I think excellent question. And look, the price of the cotton candy which used to be before 15 months in the range of INR 40,000, INR 42,000 a candy has moved up close to INR 97,000 INR 98,000 a candy.
However, if I look at my shirting fabric, what you really consume is a 200 grams per meter of a cotton shirting fabric. So therefore, what we need to increase the price in the range of 23%, [ 22% ]. And till March, we had increased the prices to the tune of 17%, 18%. And from May, June onwards, we've increased another 6% price increase so that it helps us to nullify whatever has been the increase in the cotton price over the last 1.5 years. So we are on that front.

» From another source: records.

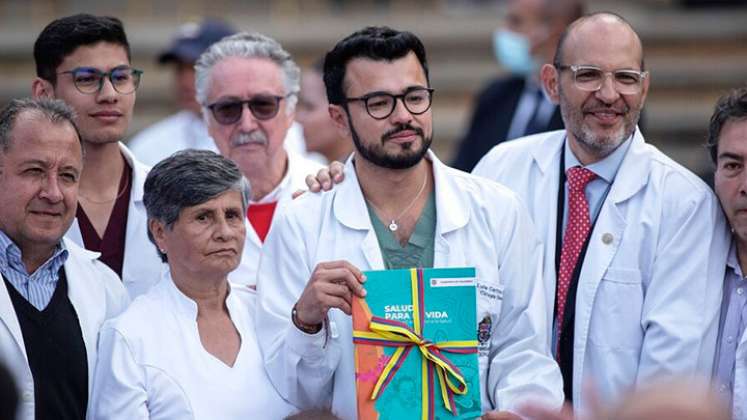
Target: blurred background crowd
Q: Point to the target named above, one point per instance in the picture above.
(695, 50)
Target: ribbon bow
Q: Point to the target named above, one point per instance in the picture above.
(389, 333)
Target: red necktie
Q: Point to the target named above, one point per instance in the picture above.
(576, 231)
(260, 216)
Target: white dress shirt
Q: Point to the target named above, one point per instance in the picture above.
(295, 179)
(153, 365)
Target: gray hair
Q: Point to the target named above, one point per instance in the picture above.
(54, 110)
(189, 178)
(248, 45)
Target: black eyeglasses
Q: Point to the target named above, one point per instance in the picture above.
(591, 78)
(90, 80)
(380, 105)
(263, 107)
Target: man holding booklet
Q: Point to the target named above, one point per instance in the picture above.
(400, 207)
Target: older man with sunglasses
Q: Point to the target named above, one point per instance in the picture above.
(247, 86)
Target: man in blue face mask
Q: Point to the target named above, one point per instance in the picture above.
(514, 105)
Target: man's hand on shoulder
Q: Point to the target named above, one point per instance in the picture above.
(326, 178)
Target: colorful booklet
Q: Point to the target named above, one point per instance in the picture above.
(416, 345)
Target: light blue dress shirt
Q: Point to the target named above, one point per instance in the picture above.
(38, 287)
(597, 189)
(731, 326)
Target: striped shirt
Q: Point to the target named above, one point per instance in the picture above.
(38, 287)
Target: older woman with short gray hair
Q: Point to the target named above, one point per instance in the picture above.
(187, 349)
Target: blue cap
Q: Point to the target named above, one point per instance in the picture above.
(193, 39)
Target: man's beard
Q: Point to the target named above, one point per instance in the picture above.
(599, 145)
(376, 154)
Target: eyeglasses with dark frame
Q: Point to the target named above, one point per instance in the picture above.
(90, 80)
(591, 78)
(380, 105)
(263, 107)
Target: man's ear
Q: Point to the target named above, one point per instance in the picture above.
(41, 88)
(157, 230)
(339, 119)
(550, 80)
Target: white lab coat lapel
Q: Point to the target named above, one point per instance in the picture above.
(137, 220)
(10, 321)
(544, 190)
(88, 306)
(631, 177)
(451, 215)
(349, 208)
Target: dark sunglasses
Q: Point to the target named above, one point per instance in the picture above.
(263, 107)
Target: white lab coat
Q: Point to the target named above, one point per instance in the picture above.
(96, 294)
(152, 364)
(141, 267)
(295, 179)
(649, 292)
(479, 223)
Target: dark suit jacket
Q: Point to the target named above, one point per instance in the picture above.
(491, 120)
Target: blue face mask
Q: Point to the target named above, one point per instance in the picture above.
(512, 51)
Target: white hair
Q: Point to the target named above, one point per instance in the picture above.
(248, 45)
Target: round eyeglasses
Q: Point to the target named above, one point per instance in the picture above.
(263, 107)
(90, 80)
(591, 78)
(380, 105)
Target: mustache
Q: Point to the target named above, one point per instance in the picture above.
(602, 107)
(253, 137)
(400, 128)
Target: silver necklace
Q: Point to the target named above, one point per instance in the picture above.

As far as the wool is concerned, wool has been practically flat. PV, poly-viscose yarn, there has been a small increase in the prices of close to 15%, and we have been able to increase our PV product by close to 9% selling prices.
Even the wool because of the strength of the brand and the unique network, we have been able to increase also the price by 4%, 4.5%. So across the board, we are seeing -- as we speak today, we have been able to pass on between now and in the next 3 months all the price increases, which has been reflected on the cotton and the PV yarn.
Ladies and gentlemen, that was our last question. I now hand the conference over to the management for the closing comments.
Thank you very much to listening to us, and we will talk again in the next quarter. Thank you.
Thank you. Ladies and gentlemen, on behalf of Antique Stockbroking Limited, that concludes this conference call. We thank you for joining us, and you may now disconnect your lines. Thank you.